Don't pick an icon font based on a marketing page. Run it through this process first.
- Audit your icon needs. List every icon your current or planned interface requires. Map them against the candidate library. If the library is missing three icons you need, that's a dealbreaker no matter how good the rest is.
- Check rendering across browsers. Icon fonts can render differently in Chrome, Firefox, Safari, and Edge. Test on all of them, especially at small sizes where anti-aliasing differences become visible.
- Measure performance impact. Add the font to a test page and run Lighthouse. Compare the load time with and without the font. A 200KB icon font might cost you 0.5 seconds on a 3G connection.
- Test with a screen reader. Use VoiceOver on Mac or NVDA on Windows. Navigate through your test page and verify that icon-only buttons are announced properly.
- Try the alternative styles. If the library offers filled and outlined variants, use both in your prototype. You might discover that one style reads better at small sizes or on dark backgrounds.
What's changing with icon fonts in 2025?
Three shifts are worth noting.
Variable fonts are becoming standard. Material Symbols pioneered this, and other libraries are following. Variable icon fonts let you control weight, fill, and optical size with CSS properties instead of loading separate font files. Fewer files, more flexibility.

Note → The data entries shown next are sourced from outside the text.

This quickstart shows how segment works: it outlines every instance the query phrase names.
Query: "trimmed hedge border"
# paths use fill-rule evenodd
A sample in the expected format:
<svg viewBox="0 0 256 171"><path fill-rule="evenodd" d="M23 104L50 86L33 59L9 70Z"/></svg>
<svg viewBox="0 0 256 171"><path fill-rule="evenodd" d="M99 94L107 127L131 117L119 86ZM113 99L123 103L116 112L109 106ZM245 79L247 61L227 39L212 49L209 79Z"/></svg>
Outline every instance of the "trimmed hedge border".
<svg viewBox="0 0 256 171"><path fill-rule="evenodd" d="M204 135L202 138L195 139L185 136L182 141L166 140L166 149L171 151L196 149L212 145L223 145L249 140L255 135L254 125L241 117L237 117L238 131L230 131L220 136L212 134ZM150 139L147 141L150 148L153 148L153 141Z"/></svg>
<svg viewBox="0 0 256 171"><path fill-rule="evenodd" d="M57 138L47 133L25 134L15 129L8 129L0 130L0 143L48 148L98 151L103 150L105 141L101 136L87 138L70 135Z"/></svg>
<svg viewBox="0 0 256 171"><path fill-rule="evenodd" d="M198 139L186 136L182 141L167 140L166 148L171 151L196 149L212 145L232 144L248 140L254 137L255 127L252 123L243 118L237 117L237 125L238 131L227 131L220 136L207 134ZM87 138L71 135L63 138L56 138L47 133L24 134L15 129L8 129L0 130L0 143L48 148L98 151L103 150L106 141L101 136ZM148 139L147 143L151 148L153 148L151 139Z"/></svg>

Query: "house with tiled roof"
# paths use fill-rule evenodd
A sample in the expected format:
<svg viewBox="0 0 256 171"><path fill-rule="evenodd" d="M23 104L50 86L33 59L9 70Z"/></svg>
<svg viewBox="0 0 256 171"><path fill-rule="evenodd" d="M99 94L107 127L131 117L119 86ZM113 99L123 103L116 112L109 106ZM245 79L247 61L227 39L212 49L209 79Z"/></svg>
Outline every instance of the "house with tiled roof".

Icon libraries are shipping native framework components. Instead of relying on generic CSS class names, libraries now publish React, Vue, Svelte, and Angular components with proper props, TypeScript types, and tree-shaking. This makes SVG-based approaches even more compelling.
Design tool integration is tighter. Figma plugins for Tabler, Phosphor, Lucide, and others let designers drag icons directly into mockups. This closes the gap between design and development and reduces the "which icon is that?" back-and-forth.
A well-known reference for comparing open-source icon libraries is Icones, which lets you search across multiple libraries in one interface.
Quick checklist: picking your icon font for 2025
- ✅ List every icon your project needs before evaluating libraries
- ✅ Verify the license works for your use case (commercial, open source, SaaS, etc.)
- ✅ Check if the library supports subsetting or tree-shaking to reduce bundle size
- ✅ Test icon rendering at all sizes you'll use (12px, 16px, 20px, 24px, 32px+)
- ✅ Confirm accessibility: screen reader support, ARIA labels, contrast on dark/light modes
- ✅ Try the icons in a real prototype on at least three browsers
- ✅ Assess long-term maintenance is the library actively updated?
- ✅ If starting a new project in 2025, strongly consider SVG-based imports over icon fonts
Next step: Pick two libraries from this list, install both in a throwaway project, and build the same five screens with each. Within an hour, you'll know which one fits your workflow, your design language, and your performance budget. That hands-on test is worth more than any comparison table.